Feminism at the Saudi Conference
Okay this is a joke.
Clerics need to “restore the dignity of women,” Juan Jose Tamayo, director of theology at Madrid’s Juan Carlos III university, told a roundtable on Thursday, July 17…”Women have been forgotten and marginalized in religions,” Tamayo said as reported by the AFP news agency. “They are organized hierarchically and patriarchically, excluding women in all fields of knowledge and religious matters.”
Yes indeed – and Juan José Tamayo is urging the Vatican to reverse its position on women in the church and allow them to become priests and bishops and popes, is he? He’s urging Muslim clerics to do the same? I don’t know, maybe he is, but since this conference was organized by the World Muslim League, it seems unlikely.

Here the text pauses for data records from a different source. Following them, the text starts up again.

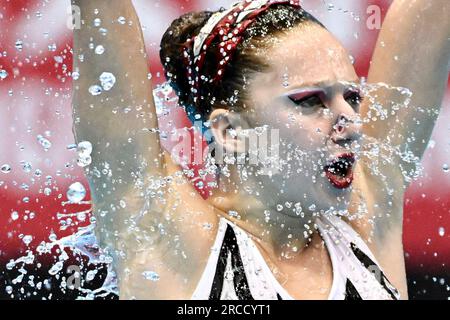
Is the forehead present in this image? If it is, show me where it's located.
[255,23,358,86]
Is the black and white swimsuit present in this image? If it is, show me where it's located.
[192,216,400,300]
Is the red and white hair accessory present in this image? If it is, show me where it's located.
[183,0,301,103]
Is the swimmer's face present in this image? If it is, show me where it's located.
[224,24,360,211]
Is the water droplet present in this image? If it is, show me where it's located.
[11,211,19,221]
[67,182,86,203]
[89,85,103,96]
[228,210,239,218]
[72,71,80,80]
[94,18,102,27]
[100,72,116,91]
[142,271,159,281]
[22,235,33,245]
[77,141,92,157]
[37,135,52,150]
[15,40,23,51]
[0,164,11,173]
[21,162,33,173]
[77,156,92,168]
[98,28,108,36]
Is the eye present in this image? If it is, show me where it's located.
[289,95,323,109]
[344,90,363,108]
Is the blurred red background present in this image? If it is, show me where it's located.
[0,0,450,295]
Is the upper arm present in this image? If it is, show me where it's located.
[361,0,450,178]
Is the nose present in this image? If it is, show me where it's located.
[331,100,362,146]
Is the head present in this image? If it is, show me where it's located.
[161,4,360,215]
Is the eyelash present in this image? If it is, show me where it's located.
[289,91,363,108]
[344,91,364,107]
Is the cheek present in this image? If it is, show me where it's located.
[280,115,329,151]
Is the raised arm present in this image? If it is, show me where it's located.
[72,0,164,254]
[361,0,450,180]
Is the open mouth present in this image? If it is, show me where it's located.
[324,153,355,189]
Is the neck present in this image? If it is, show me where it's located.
[207,165,315,262]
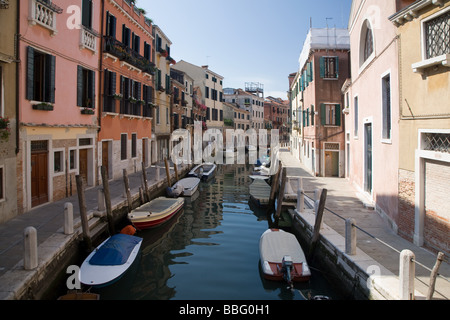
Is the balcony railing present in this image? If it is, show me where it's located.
[103,36,155,75]
[28,0,63,35]
[80,27,98,52]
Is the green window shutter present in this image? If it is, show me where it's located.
[335,104,341,127]
[89,71,95,108]
[320,103,327,126]
[46,55,56,103]
[77,66,83,107]
[320,57,325,78]
[26,47,34,100]
[336,57,339,79]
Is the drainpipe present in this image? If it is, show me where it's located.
[97,0,105,133]
[15,1,20,155]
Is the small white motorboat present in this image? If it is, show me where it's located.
[167,177,200,197]
[188,163,216,181]
[78,233,142,287]
[259,229,311,286]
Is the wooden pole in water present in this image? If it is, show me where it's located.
[75,175,92,252]
[101,166,116,235]
[173,163,179,181]
[310,189,327,255]
[164,158,172,187]
[123,169,133,212]
[275,168,287,219]
[427,252,444,300]
[142,162,150,201]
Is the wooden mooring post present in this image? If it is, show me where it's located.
[101,166,116,235]
[75,175,92,252]
[309,189,327,257]
[142,162,150,201]
[164,158,172,187]
[123,169,133,212]
[267,161,282,214]
[427,252,444,300]
[275,168,287,219]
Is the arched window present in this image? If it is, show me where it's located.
[364,24,373,61]
[360,20,374,66]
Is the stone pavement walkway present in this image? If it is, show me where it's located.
[280,149,450,300]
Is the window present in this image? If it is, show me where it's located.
[0,167,5,200]
[26,47,56,103]
[53,151,64,173]
[69,150,76,170]
[81,0,92,29]
[320,103,341,127]
[353,97,358,137]
[120,133,128,160]
[106,11,117,39]
[359,20,374,66]
[381,74,392,140]
[131,133,137,158]
[424,11,450,59]
[103,69,117,112]
[320,57,339,79]
[77,66,95,108]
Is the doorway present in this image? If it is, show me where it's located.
[31,141,48,207]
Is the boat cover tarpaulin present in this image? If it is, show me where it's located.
[89,234,142,266]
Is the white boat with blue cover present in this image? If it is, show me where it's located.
[79,234,142,287]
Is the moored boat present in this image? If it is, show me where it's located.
[128,197,184,230]
[78,234,142,287]
[259,229,311,286]
[188,163,216,181]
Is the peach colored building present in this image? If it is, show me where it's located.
[17,0,101,213]
[98,0,155,179]
[290,28,350,177]
[342,0,413,229]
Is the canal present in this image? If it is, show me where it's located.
[87,165,340,300]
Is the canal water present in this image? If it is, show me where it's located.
[91,165,340,300]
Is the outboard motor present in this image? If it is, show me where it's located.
[281,256,294,288]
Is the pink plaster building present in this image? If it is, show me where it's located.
[17,0,101,213]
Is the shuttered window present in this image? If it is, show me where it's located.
[77,66,95,108]
[26,47,56,103]
[120,133,128,160]
[320,57,339,79]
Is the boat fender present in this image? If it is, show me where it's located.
[120,224,136,236]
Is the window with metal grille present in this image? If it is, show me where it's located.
[425,11,450,59]
[422,132,450,153]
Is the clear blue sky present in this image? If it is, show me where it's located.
[137,0,352,99]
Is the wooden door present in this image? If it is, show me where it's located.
[31,152,48,207]
[102,141,109,179]
[79,149,88,184]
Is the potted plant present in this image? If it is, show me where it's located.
[0,116,11,140]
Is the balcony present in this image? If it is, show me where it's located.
[28,0,63,36]
[80,26,98,53]
[103,36,155,75]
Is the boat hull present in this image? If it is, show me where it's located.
[128,197,184,230]
[259,229,311,282]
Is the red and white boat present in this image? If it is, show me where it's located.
[128,197,184,230]
[259,229,311,286]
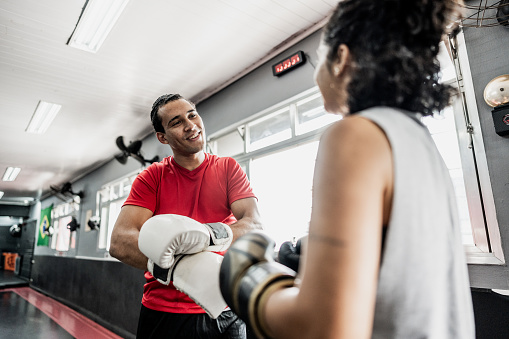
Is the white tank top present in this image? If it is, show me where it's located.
[359,107,475,339]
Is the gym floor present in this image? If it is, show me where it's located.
[0,270,121,339]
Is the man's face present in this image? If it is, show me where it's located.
[156,99,205,156]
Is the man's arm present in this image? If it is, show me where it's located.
[230,198,262,241]
[110,205,153,270]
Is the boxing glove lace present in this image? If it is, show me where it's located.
[138,214,233,285]
[219,231,296,338]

Ahmad Ibn Saifuddin, a Saudi professor of theology, agreed that women’s role had been misunderstood and that it was time to re-examine the issue. “Eve was born from Adam, so women and men are the same,” he said.
Um…no. Eve was born from Adam, so women are inferior to men – that’s how that goes. Jeez, you’d think a Saudi professor of theology would know that. Don’t the Saudis teach their professors of theology anything any more?
As OB said, “Eve was born from Adam” has been used for thousands of years to justify the subornation of women.
And every man ever since has been born from a woman, but we don’t hear much about that, do we?
Yeah, that was the one thing that struck me: “Eve was born from Adam”
Sigh.
Yes, it’s a joke. The truth of the matter is, what restoring the dignity of women means in that context is: (i) putting them back into modest clothing, preferably showing no skin at all; (ii) making sure that women are accompanied everywhere they go by men who are related appropriately to them, so that other men cannot abuse them; (iii) treat them with respect in those contexts, and abusing them (appropriately) in others.
There is one problem though. Even when women are covered from head to toe with black or even white cloth, men know what’s under there, and can think lewd thoughts. Perhaps religions could treat women like real people, not just as possible sexual objects, and then, perhaps, respect for women’s dignity would just happen, all on its own. It’s surprising what a different conceptual frame can do.
Y’know, I like feeling dignified, and I feel most dignified when I a) vote; b) sort out my financial affairs; c) open the door to my own flat; d) call up one my male friends and suggest a drink or cycle. All which things the patriarchy tried to prevent my kind doing in the past, the clerical patriarchy being the worst offenders.